Ted Stanley dies at 85; donated $1.2 billion to scientific research
NEW CANAAN, Conn. — Businessman and philanthropist Ted Stanley, one of the nation’s largest private donors for scientific research, has died, his son said Monday. He was 85.
Stanley died at his home in New Canaan, son Jonathan Stanley said. No cause of death was provided.
Ted Stanley made a fortune selling collectibles, beginning with a series of medals commemorating the moon landing in 1969. His Norwalk, Conn.-based company, MBI, specializes in marketing consumer products.
Stanley donated more than $1.2 billion for research on bipolar disorder, schizophrenia and other mental illnesses over two decades. He and his late wife, Vada Stanley, embraced the cause after Jonathan was diagnosed with a mental illness in 1988.
In a 2014 interview with National Public Radio, Stanley said the successful treatment of his son’s illness inspired him to do more for others who suffer. Jonathan was treated with lithium and responded well.
“There was something out there that our son could take and it made the problem go away,” Ted Stanley said. “And I’d like to see that happen for a lot of other people.”
In 2014, Stanley committed $650 million to the Broad Institute of MIT and Harvard, a biomedical research center in Cambridge, Mass., for the study of psychiatric disorders. Named for Los Angeles-area philanthropists Edythe and Eli Broad, who founded it in 2004, the Broad Institute is devoted to biomedical research across disciplines and institutions.

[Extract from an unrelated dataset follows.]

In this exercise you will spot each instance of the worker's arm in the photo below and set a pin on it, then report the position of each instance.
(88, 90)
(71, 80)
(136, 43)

The gift was called the biggest ever for psychiatric research, and prompted the Chronicle of Philanthropy to name Stanley the country’s third-largest giver last year on a list headed by Bill and Melinda Gates.
Previously, the Stanleys had created the Maryland-based Stanley Medical Research Institute (SMRI) and donated nearly $600 million to the organization over more than a quarter of a century.
The two research organizations focus on different ideas about the possible causes of mental illness: The Broad Institute’s emphasis is genetic research, and SMRI’s focus has been infectious agents.
E. Fuller Torrey, associate director of research at SMRI, called Stanley “an extraordinary man” who flew coach to have extra money to give to science, “when he could have bought the plane.”